As the deal draws towards completion, work should be undertaken on articulating the shared vision and values, defining the brand positioning for the new firm and if appropriate developing the new brand identity, ready to launch on day one.

Phase three: Post deal
Post-deal the focus is on value extraction through tight implementation of the customer facing brand and employer brand and engagement strategy. Here it is vital that everyone is working to common objectives and KPIs, already agreed in the previous phase. A clear strategic brand focus not only helps focus effort in the right place, it also helps win the confidence of the marketers from all sides. And clear objectives help remove the politics from the task.

It is a highly involved process, but it’s much cheaper than the cost of failure.

What is the optimum brand strategy

Traditionally the merger of professional services firms has resulted in the conjunction of all the firms’ names, often leading to an unwieldy three- or four-part name. The intent being to support buy-in from all sides. But is it always right to keep both brands in play?

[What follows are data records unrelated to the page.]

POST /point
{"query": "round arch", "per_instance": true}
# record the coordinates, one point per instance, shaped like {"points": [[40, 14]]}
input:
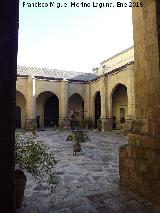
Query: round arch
{"points": [[20, 110], [47, 109]]}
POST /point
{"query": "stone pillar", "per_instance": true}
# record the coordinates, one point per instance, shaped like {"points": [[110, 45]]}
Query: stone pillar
{"points": [[140, 158], [8, 70], [63, 118], [106, 121], [31, 104]]}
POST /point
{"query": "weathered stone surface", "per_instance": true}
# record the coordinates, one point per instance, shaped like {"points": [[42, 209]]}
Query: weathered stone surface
{"points": [[82, 188]]}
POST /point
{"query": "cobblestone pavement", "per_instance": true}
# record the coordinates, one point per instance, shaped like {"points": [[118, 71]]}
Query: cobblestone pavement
{"points": [[87, 182]]}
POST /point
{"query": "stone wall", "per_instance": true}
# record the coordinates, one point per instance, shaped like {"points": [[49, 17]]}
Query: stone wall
{"points": [[140, 158], [36, 92]]}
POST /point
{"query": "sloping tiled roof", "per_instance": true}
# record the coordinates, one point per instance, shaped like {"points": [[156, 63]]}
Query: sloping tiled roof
{"points": [[54, 73]]}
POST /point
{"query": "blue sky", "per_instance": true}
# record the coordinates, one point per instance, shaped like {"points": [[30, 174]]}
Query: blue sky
{"points": [[68, 38]]}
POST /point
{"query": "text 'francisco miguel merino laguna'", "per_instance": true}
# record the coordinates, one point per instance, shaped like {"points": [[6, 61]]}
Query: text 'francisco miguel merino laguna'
{"points": [[82, 4]]}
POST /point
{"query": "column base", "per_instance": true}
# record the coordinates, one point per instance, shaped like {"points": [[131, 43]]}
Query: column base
{"points": [[30, 124], [106, 124], [139, 166]]}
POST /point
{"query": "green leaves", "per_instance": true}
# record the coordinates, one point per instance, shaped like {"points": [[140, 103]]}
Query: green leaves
{"points": [[34, 156]]}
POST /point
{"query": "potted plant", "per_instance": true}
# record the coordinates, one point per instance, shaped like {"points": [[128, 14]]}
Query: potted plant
{"points": [[34, 157]]}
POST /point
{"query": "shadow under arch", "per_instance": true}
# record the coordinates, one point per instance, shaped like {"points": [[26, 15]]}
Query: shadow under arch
{"points": [[75, 109], [97, 106], [47, 109], [119, 105], [20, 110]]}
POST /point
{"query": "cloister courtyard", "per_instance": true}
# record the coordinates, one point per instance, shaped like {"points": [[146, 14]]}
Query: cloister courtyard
{"points": [[87, 182]]}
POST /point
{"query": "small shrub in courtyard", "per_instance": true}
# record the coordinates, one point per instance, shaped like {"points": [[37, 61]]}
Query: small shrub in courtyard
{"points": [[34, 156]]}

And what do you do if there is a second, third or fourth merger planned down the line?

The impracticality of managing a long name in the digital age is forcing professional bands to reconsider their approach.

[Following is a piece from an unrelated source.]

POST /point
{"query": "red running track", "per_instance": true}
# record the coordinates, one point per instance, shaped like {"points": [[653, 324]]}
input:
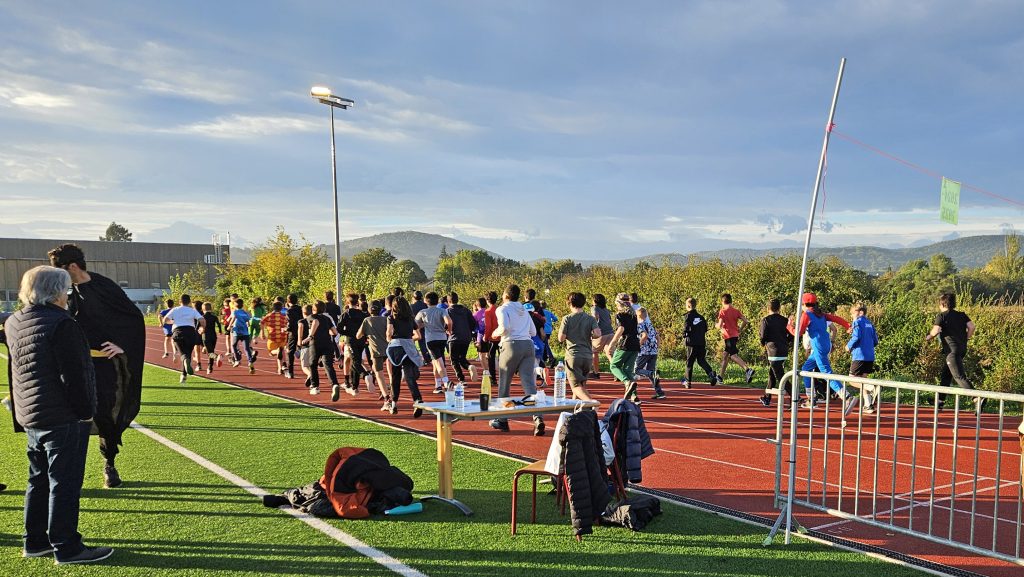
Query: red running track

We have already witnessed the big four accounting networks truncating their brands to either a single name or set of initials.

The merger of Allen & Overy and Shearman & Sterling will become A&O Sherman. The use of initials makes the brand shorter, and it is a fair bet that the Sherman name will be dropped in time once the merger is understood in the market.

The three-way merger of CMS, Nabarro and Olswang trades under the shorter CMS.

Typical of a more acquisitive firm with a dominant brand, Birketts has fully absorbed its acquired brands, avoiding any dilution of the Birketts’ brand or issues with future acquisitions.

When Taylor Vinters became part of Michcon de Reya Group, instead of being fully absorbed, it kept its distinct proposition alive under the new sub-brand Mischon Future.

More unusually for a professional services firm, wealth manager Tilney’s acquisition of Smith & Williamson resulted in a new brand name, Evelyn. The brand name change, as the CEO stated, “reflects that we are one firm united by our purpose – to place the power of good advice into more hands.”

These are promising signs that professional services firms are now taking a more considered and creative approach to the integration of brands. We will know when brand has come fully of age, when it is considered a step earlier as part of the pre-deal assessment ranking alongside financial due diligence.